The Need For Market Oriented Policies

Market segmentation is an obvious concept for wireless service providers. Its importance is further emphasized in today’s networked society. Currently, many telecommunication service providers cater to a much broader market than the one they had initially targeted. For example, twenty years ago, expensive handset and service charges led to the adoption of wireless services by mostly high-income individuals. In today’s markets, however, the penetration of mobile telephony has reached lower-income individuals as well (Jain, 2006). Thus, in modern heterogeneous markets, businesses continuously investigate demographic and psychographic profiles that affect subscriber interaction with telecommunication services (e.g., Chaudhuri, Flamm, & Horrigan, 2005; Rice & Katz, 2003). Their objective is to identify a number of distinct user groups and to serve them differently. For this, regulators utilize behavioral research to understand how subscribers, belonging to different market segments, develop perceptions and form behavioral outcomes of service usage, resulting in company revenues (Schejter, Serenko, Turel, & Zahaf, 2010). Therefore, mobile service providers may potentially discriminate against specific less profitable customer segments, for instance, low-income households who mostly subscribe to inexpensive basic plans, avoid premium services, live in remote regions, or are located in infrastructurally challenged areas.
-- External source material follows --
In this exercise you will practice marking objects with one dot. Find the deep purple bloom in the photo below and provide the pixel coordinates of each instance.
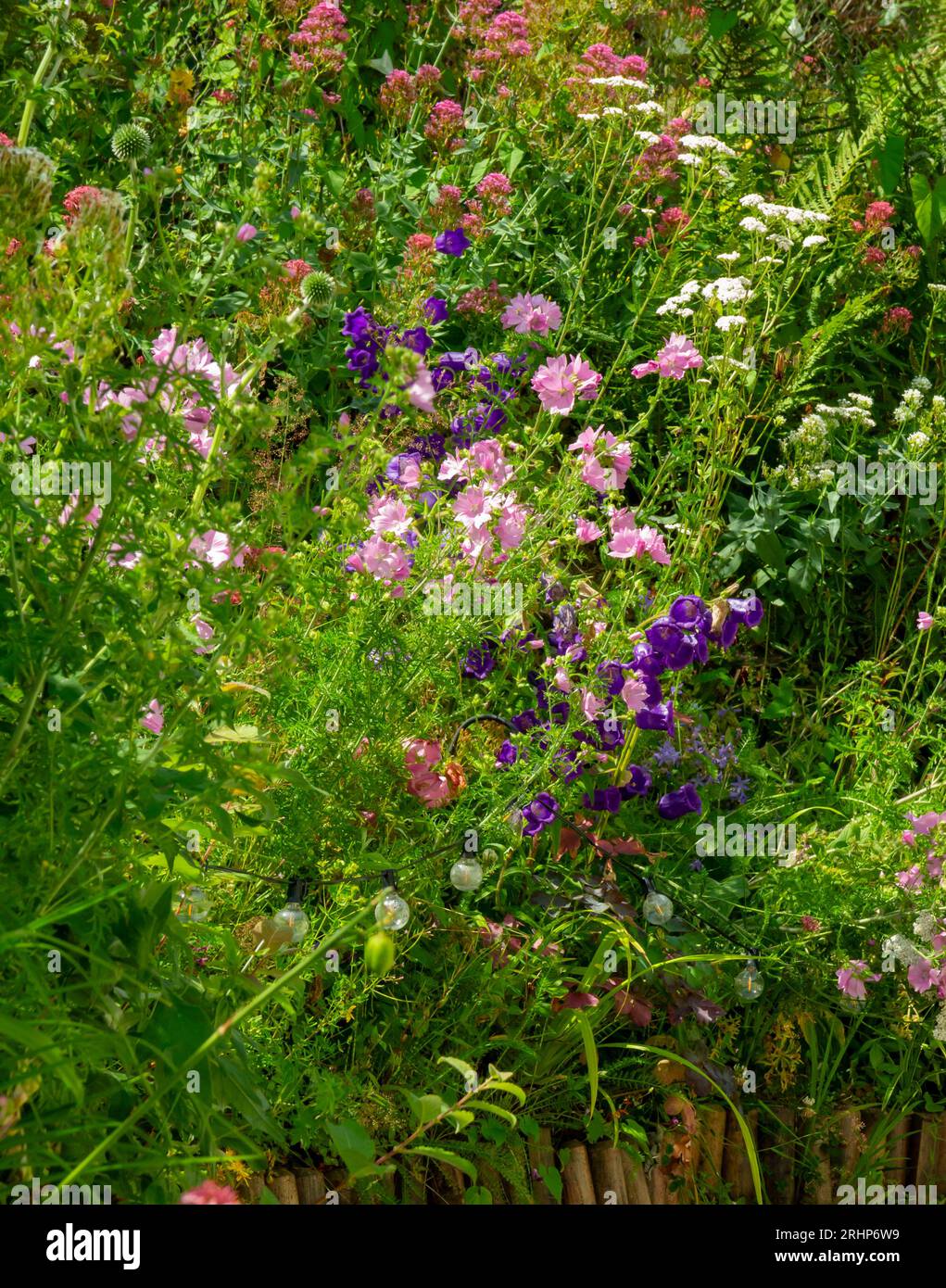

To emphasize the importance of this issue, we may recall Hurricane Katrina, one of the deadliest natural disasters in the US history. Throughout this tragedy, wireless services were the only public communication means that remained intact. Thus, the potential use of mobile phones by lower-income individuals in the New Orleans area may have saved lives. Therefore, one may ask – ‘would things have been different had the Federal Communications Commission (FCC) enforced affordable access to wireless services for low-income families?,’ or ‘would things have been different had the FCC enforced certain quality standards (e.g., maximum number of disconnected calls) in low-income areas?’ It is believed that this argument conveys that both regulators and service providers should not only concentrate on differences in market segments to maximize their profits, but also on the facilitation of universal services.

Key Terms in this Chapter

Mobile Phone: Mobile phones are is a long-range, non-stationary, electronic device used for mobile voice and/or data communication over a wireless network which is comprised from a collection of transmission receiver base stations.

Market Segmentation: The process of classifying a collection of consumers into distinct sub-groups (segments) that behave in similar manners, share the same characteristics, or have similar needs.

Government Regulation: Government control over companies and consumer behaviors through rules, in order to produce outcomes which might not otherwise occur.

Universal Service: A legal and business concept used mostly in regulated industries. Originating in the telecommunications sector of the United States, universal service refers to the practice of providing a baseline level of services to every resident of a country.

Federal Communications Commission (FCC): The FCC is an independent agency of the United States government, created, directed, and empowered by Congressional statute, which regulates the telecommunications sector in the US.